L.T : Je l’ai abordé sans complexes. Il y a forcément des figures imposées. Mais par exemple, Stanley Kubrick n’aurait jamais fait Shining s’il était posé la question de savoir si ça avait été fait avant. Il y a pourtant dans Shining des éléments qu’on a vus deux cents fois avant et qu’on verra deux cent fois après. Il y a quelque chose d’instinctif, de première réaction à se dire à la sortie d’un film : ah, ça me fait penser à tel ou tel autre film. J’espère pourtant qu’il y a des choses plus personnelles dans le mien. Si on connaît mon film précédent, on verra que c’est dans la même lignée.
La convention du genre, ça passe aussi par la durée, en l’occurrence moins d’une heure et demie ?
L.T : Absolument. Très souvent les films sont un peu trop long, j’y trouve un quart d’heure de trop. Quand on voit La féline où L’homme-léopard, ça fait une heure dix et tout est dit. Un jeu d’enfant est un peu plus long qu’un épisode de serial, mais j’y mis ce que je voulais mettre. Pourquoi faire long ? Si c’est pour emmerder le spectateur, autant couper.
Etre derrière le premier film d’une collection confère-t-il une responsabilité particulière ?
L.T : J’avais envie de réussir un film le meilleur possible, qui aie une certaine élégance. Pour les autres films, chaque réalisateur ira vers ce qui l’intéresse le plus. Il n’y a pas de volonté d’imprimer une patte sur la collection dès le départ.

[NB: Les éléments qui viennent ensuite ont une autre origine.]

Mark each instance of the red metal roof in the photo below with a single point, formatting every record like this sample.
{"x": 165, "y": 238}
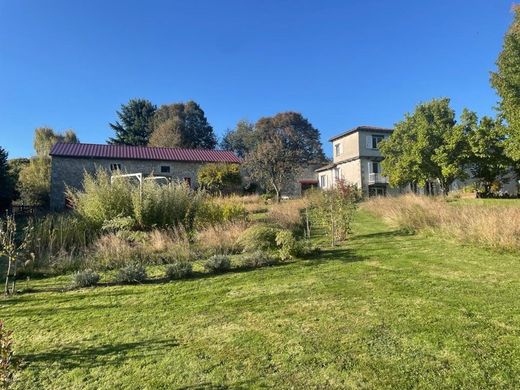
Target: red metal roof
{"x": 125, "y": 152}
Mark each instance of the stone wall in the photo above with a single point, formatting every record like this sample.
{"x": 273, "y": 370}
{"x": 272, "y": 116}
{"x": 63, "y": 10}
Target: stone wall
{"x": 68, "y": 171}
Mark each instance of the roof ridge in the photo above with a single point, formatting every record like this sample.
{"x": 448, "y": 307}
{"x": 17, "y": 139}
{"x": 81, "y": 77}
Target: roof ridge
{"x": 141, "y": 146}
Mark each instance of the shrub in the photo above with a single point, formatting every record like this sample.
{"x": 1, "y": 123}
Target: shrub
{"x": 85, "y": 278}
{"x": 221, "y": 239}
{"x": 258, "y": 237}
{"x": 100, "y": 200}
{"x": 132, "y": 273}
{"x": 288, "y": 215}
{"x": 178, "y": 270}
{"x": 8, "y": 363}
{"x": 258, "y": 259}
{"x": 111, "y": 251}
{"x": 218, "y": 210}
{"x": 287, "y": 244}
{"x": 217, "y": 263}
{"x": 334, "y": 209}
{"x": 118, "y": 224}
{"x": 57, "y": 234}
{"x": 151, "y": 205}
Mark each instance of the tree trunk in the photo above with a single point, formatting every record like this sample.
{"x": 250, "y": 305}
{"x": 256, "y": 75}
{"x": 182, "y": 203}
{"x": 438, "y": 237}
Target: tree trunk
{"x": 7, "y": 277}
{"x": 307, "y": 223}
{"x": 332, "y": 226}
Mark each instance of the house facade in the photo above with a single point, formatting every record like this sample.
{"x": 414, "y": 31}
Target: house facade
{"x": 357, "y": 160}
{"x": 70, "y": 161}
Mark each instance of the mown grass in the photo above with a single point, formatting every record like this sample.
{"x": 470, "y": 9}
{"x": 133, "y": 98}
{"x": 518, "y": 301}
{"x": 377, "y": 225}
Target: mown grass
{"x": 389, "y": 310}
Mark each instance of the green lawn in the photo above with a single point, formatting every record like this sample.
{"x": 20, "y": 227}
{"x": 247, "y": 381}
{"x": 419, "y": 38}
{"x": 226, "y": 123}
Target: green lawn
{"x": 487, "y": 202}
{"x": 388, "y": 310}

On dit que la restriction financière dans un budget stimule la créativité. À l’inverse est-ce trop d’argent peut y nuire ?

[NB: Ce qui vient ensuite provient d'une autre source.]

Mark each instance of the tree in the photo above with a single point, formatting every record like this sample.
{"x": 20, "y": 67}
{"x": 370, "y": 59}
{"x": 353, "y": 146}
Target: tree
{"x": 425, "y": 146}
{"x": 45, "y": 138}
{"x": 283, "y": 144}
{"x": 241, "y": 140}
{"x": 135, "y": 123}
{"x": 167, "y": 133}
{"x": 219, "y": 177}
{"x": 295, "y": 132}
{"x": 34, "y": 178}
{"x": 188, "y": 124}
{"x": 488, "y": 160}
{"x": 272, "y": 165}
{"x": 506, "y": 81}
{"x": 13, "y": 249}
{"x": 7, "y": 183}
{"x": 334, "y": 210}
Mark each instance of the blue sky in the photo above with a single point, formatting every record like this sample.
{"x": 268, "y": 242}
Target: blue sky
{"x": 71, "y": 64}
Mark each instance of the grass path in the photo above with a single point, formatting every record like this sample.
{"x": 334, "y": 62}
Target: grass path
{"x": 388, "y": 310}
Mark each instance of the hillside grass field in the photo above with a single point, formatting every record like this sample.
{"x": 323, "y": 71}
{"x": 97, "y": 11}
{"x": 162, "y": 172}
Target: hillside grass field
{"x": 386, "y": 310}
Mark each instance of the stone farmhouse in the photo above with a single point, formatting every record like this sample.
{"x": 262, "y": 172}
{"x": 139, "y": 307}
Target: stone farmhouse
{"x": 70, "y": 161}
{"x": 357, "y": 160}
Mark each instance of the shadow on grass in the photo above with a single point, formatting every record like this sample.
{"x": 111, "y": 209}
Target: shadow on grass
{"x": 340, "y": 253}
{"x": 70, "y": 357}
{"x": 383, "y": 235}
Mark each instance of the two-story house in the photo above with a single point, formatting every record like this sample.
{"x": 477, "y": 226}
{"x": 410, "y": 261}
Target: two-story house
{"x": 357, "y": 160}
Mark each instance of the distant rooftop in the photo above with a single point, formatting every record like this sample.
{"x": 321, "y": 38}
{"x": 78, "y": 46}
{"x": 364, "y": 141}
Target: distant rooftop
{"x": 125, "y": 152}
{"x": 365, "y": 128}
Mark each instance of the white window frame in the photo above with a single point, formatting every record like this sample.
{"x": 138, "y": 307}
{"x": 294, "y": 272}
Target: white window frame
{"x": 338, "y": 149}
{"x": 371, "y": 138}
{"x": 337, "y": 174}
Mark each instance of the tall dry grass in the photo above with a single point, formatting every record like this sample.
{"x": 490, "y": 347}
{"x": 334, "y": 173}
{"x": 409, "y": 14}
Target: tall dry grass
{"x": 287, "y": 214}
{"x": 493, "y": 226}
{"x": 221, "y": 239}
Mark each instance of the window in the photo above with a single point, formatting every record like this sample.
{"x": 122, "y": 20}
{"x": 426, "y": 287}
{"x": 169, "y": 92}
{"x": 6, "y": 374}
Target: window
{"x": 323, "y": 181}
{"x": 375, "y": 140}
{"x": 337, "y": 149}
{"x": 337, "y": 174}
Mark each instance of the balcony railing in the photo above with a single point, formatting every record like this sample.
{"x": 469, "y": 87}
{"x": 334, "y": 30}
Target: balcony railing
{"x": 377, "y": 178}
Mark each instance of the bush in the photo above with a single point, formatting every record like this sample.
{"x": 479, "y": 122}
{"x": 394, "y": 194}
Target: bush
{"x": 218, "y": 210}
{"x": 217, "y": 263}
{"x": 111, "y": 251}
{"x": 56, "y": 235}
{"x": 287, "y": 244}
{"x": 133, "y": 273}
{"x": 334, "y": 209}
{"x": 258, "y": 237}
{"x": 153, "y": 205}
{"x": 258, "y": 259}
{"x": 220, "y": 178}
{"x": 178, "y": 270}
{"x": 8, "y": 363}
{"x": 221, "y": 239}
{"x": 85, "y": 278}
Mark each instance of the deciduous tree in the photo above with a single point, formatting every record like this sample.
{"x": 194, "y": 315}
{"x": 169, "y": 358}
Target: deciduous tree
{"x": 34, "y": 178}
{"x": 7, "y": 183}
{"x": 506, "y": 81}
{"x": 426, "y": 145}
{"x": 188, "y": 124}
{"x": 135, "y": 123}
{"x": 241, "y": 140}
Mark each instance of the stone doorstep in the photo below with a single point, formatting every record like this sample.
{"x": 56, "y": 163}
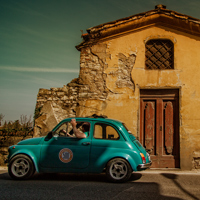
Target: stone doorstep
{"x": 3, "y": 168}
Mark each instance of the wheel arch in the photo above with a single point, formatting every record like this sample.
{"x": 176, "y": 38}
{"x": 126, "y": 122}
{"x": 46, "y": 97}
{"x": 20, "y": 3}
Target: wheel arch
{"x": 126, "y": 157}
{"x": 30, "y": 155}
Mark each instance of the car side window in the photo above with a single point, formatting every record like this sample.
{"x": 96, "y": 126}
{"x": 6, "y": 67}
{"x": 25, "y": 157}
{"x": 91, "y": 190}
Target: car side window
{"x": 105, "y": 131}
{"x": 66, "y": 127}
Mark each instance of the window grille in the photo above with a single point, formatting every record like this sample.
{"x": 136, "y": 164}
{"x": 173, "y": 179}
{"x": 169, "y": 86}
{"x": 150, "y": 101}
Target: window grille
{"x": 159, "y": 54}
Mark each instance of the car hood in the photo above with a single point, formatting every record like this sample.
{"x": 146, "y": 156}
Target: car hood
{"x": 31, "y": 141}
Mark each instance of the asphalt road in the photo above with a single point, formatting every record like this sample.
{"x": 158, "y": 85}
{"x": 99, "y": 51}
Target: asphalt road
{"x": 161, "y": 185}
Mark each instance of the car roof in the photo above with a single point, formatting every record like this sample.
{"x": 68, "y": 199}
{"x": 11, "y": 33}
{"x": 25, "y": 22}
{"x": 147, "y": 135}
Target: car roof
{"x": 100, "y": 119}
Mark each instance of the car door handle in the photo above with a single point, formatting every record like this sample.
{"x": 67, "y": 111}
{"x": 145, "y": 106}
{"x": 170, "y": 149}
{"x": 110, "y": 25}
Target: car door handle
{"x": 86, "y": 143}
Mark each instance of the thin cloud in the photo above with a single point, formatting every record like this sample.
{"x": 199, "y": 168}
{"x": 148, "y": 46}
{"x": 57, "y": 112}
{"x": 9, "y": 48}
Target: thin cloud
{"x": 37, "y": 69}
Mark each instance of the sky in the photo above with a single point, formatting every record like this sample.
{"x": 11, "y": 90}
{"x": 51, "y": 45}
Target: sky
{"x": 38, "y": 39}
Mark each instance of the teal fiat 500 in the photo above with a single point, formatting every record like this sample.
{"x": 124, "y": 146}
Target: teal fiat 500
{"x": 107, "y": 147}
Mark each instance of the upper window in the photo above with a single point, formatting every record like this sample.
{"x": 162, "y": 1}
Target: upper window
{"x": 159, "y": 54}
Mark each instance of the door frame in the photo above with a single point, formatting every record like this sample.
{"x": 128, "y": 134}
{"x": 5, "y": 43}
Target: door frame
{"x": 160, "y": 94}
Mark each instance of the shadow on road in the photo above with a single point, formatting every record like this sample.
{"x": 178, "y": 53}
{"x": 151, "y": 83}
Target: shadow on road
{"x": 84, "y": 186}
{"x": 174, "y": 178}
{"x": 70, "y": 177}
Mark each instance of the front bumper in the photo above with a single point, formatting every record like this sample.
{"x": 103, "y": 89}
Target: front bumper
{"x": 144, "y": 166}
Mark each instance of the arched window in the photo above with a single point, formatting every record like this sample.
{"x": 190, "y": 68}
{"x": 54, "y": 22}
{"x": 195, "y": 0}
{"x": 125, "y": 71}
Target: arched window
{"x": 159, "y": 54}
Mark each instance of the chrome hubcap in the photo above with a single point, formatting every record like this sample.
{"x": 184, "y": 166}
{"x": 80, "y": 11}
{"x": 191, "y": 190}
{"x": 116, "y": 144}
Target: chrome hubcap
{"x": 20, "y": 167}
{"x": 118, "y": 170}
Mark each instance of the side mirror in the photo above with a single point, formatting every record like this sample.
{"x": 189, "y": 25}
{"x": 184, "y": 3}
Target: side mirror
{"x": 49, "y": 136}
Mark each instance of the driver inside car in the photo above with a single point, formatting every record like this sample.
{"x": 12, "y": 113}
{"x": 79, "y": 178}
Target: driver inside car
{"x": 79, "y": 133}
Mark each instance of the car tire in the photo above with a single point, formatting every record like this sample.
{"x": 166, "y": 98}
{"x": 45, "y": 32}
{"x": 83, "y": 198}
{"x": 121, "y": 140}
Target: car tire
{"x": 118, "y": 170}
{"x": 21, "y": 167}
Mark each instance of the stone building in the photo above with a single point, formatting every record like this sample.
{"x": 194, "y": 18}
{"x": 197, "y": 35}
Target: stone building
{"x": 143, "y": 70}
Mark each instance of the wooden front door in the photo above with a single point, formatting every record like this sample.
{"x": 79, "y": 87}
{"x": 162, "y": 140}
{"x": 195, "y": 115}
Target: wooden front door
{"x": 159, "y": 126}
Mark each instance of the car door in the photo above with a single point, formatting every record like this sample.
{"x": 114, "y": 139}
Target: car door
{"x": 61, "y": 151}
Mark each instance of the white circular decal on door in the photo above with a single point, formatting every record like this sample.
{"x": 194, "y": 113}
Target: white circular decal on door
{"x": 65, "y": 155}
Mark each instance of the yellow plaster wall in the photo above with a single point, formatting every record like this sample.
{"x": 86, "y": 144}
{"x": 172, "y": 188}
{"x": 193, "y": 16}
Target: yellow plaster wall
{"x": 123, "y": 103}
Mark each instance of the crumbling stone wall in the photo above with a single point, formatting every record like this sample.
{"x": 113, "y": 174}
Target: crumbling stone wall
{"x": 86, "y": 95}
{"x": 57, "y": 104}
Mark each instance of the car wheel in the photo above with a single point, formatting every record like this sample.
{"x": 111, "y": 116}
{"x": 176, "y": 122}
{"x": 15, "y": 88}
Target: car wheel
{"x": 118, "y": 170}
{"x": 21, "y": 167}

L.T : Je ne vois pas en quoi avoir trop de moyens serait un handicap. Maintenant ça dépend du sujet; ça peut devenir du gaspillage. Certains films nécessitent cent millions d’autres non. C’est rare d’avoir trop d’argent au cinéma, même quand on a 70 millions, on en voudrait 80. Tous les réalisateurs diront qu’ils n’ont pas assez d’argent par rapport à leur projet. Moi le premier.

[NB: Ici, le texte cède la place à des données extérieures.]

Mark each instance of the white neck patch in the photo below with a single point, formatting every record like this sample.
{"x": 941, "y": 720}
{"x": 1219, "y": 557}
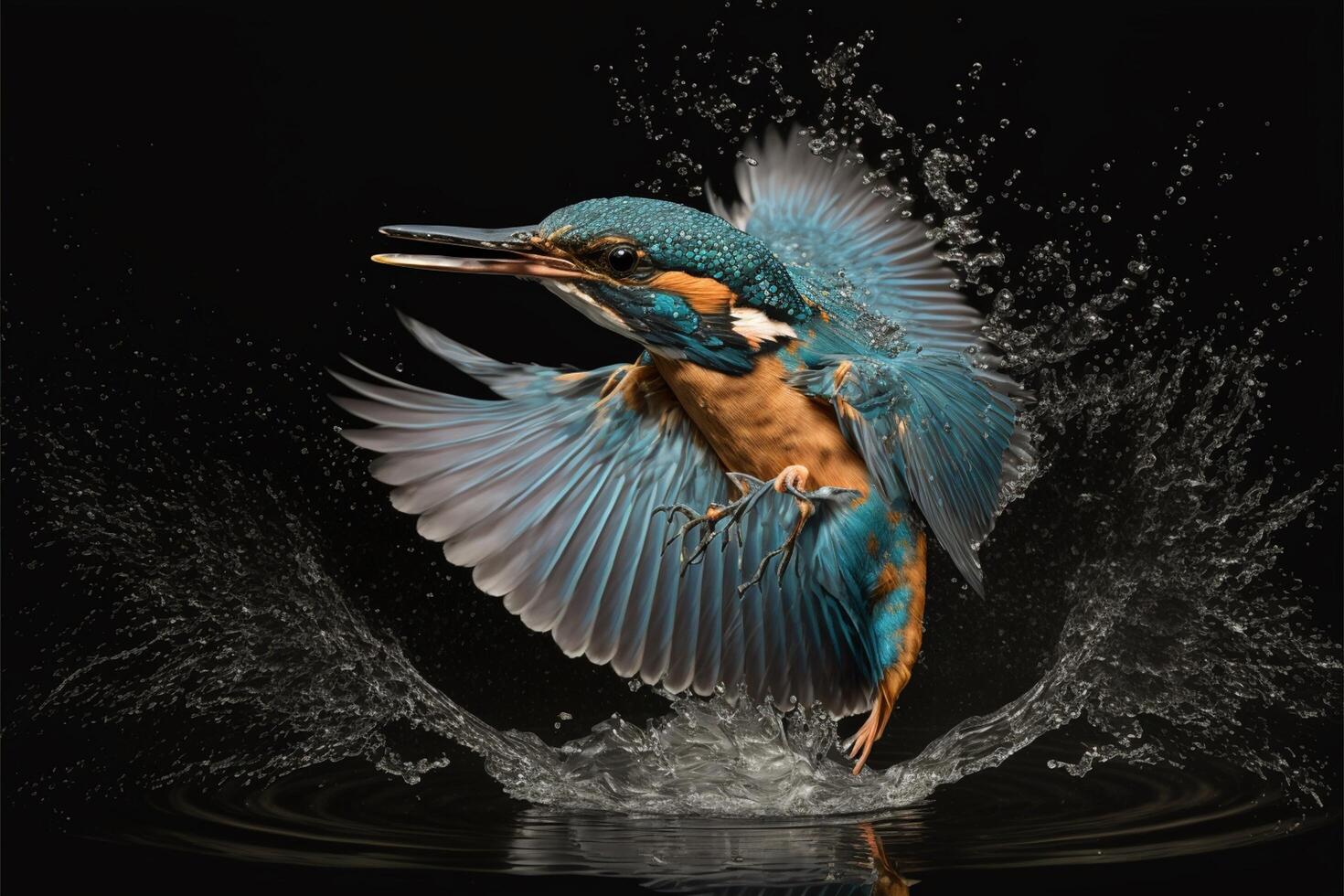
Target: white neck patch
{"x": 757, "y": 326}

La notion cinéma de genre-cinéma d’auteur a-t-elle lieu d’être ?
L.T : Mon premier film, Le rocher d’Acapulco a été perçu comme un film d’auteur, alors que j’ai voulu y mettre tout mon amour de la série B, du cinéma populaire; qu’il est plus axé là-dessus que sur l’aspect film d’auteur. Aujourd’hui on me demande de faire un film de genre, j’ai envie d’y apporter des interrogations plus auteurisantes. J’aime les contrastes au cinéma, que les choses ne soient pas établies. Quand je fais un film je ne peux pas m’empêcher de penser à d’autres films, mais autant ceux de Bava que Tarkovski. J’aime autant Fulci que Terrence Malick J’espère juste que tout ça s’harmonise. La série B est plus que jamais un espace de liberté, ne serait-ce que parce que par exemple on ne dépendait pas du diktat des chaînes qui interviennent dans le financement de la plupart des films français.